In the west, we pride ourselves on being a free people with strong communities and limited government, says Flake.
Can't interfere with willingness of western states to govern themselves.
Flake on Garland-- one of the first calls Gorsuch made was to JUdge Garland, says a lot about the man
There has been a lot said about the Garland nomination, says Flake. I find it striking and very revealing that one of Gorsuch's first calls was to Garland after the Gorsuch nomination. What happened shouldn't reflect on Gorsuch.
Richard Blumenthal: I live in the western part off Connecticut.
Blumenthal up next, jokes that he's from the west... of Connecticut
Laughter . . . Blumenthal is next, by the way. Thanks Gorsuch and his family.
Blumenthal: I want to thank your fellow judges on the fellow bench, some of whom are here.
The judges make sacrifices that are often unappreciated by most Americans who enjoy the benefits of their services. Financial sacrifices, but also personal safety sometimes.
The independence of those judges has never been more threatened or more important.
A big part of the threat comes from Trump, who nominated you, says Blumenthal.
Blumenthal: Trump has launched attacks on credibility and independence of federal judges.
Respect for the opinions of our judges is fundamental, says Blumenthal. Quotes Alexander Hamilton re judiciary as "least dangerous branch."
That is why I believe you have a special responsibility, says Blumenthal, to advocate and defend judiciary against those kinds of attacks.
Not enough to do it behind closed doors, says Blumenthal: you need to do it publicly and explicitly and directly.

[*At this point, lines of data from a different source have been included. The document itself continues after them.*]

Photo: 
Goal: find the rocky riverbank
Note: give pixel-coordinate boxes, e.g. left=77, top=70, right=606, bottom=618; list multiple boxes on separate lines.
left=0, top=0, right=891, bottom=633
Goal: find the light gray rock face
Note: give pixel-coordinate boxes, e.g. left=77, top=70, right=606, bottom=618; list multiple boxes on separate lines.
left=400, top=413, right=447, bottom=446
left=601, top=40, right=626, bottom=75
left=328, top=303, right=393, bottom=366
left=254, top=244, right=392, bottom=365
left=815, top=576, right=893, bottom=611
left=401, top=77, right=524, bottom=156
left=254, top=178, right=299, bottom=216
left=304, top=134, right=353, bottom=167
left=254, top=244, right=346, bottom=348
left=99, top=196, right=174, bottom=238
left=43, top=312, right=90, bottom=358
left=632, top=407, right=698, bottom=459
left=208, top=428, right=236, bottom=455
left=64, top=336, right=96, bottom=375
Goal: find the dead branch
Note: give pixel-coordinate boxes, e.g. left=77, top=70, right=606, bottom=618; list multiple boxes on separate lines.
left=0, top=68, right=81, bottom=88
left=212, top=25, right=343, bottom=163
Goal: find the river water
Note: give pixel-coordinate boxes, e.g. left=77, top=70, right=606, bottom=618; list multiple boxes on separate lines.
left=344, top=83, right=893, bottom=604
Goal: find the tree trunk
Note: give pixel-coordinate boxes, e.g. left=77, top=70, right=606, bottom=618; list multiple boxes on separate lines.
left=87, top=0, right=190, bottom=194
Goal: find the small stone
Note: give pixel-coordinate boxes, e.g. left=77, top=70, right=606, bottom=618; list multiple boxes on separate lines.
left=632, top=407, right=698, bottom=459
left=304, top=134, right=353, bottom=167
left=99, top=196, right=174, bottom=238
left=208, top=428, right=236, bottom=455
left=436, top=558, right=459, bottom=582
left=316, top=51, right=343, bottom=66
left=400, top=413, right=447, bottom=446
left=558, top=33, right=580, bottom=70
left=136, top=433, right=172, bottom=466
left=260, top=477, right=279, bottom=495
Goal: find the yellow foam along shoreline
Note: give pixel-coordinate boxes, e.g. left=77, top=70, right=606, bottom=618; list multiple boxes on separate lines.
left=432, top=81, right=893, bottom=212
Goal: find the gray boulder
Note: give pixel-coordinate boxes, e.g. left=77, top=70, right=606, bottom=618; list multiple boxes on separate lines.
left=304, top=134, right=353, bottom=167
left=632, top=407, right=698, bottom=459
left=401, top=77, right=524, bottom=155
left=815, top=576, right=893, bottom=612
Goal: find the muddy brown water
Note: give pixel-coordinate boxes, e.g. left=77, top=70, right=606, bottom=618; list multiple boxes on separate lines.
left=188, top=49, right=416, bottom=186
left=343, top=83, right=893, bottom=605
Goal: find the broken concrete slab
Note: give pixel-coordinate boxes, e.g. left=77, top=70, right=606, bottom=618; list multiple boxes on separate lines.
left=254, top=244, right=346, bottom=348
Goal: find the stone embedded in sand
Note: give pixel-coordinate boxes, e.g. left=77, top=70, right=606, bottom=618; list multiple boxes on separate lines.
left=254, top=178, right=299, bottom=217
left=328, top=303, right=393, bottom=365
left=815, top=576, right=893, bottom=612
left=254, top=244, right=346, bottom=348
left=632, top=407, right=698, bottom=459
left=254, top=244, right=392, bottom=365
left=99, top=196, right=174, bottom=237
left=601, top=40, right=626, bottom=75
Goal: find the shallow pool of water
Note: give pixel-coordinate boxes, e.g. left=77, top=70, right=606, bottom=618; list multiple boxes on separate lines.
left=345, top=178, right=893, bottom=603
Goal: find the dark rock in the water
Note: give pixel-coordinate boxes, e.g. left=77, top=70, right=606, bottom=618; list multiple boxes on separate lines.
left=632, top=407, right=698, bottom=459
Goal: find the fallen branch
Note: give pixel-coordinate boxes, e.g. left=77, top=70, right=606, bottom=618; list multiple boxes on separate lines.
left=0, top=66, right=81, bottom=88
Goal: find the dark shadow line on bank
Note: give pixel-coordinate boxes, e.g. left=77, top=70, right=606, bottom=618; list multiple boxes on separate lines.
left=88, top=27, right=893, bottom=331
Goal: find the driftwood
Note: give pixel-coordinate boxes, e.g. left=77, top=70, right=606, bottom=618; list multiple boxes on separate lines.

We meet in the middle of a constitutional crisis, says Blumenthal. FBI Director Comey revealed investigation of potential ties between Trump's associates and Russian interference in our election.
And so independence of judiciary is more important than ever, says Blumenthal.
You are also nominee of president who established "litmus tests," such as voting to overturn Roe v. Wade, says Blumenthal.
If you are not explicit and forthcoming in your response, we will assume that you will pass the litmus test.
President outsourced the judicial selection process, says Blumenthal.
You must be clear that your views are not those of the Federalist Society, says Blumenthal.
This is not an ordinary time, says Blumenthal. We will not be satisfied by your saying that you can't discuss something because it might come before you.
I met with Alfonse Madden, the trucker who was fired by Trans-Am Trucking when he left his disabled truck in sub-zero weather, says Blumenthal.
I met with children of Grace Wong, who was denied leave by Kansas State University when she had cancer. [These are cases of Gorsuch's.]
Blumenthal was the Senator who said Gorsuch told him he found Trump's comments on the judiciary "demoralizing and disheartening
I am troubled by these decisions, says Blumenthal. The right of privacy goes beyond women's health care to surveillance and government snooping.
In closing: You have a special obligation to be forthcoming and to share your views on long-standing precedent that Trump said would be overturned. The decision before us is not about Justice Scalia or your confirmation 10 years ago.
The Supreme Court is different, says Blumenthal. You now have a record, and we are here to judge that record and to make sure that our decision is the right one for the country. Also that rule of law is preserved for real people with real lives.
To make sure that judiciary will protect us from overreaching and tyranny and real constitutional crisis. Blumenthal is now done.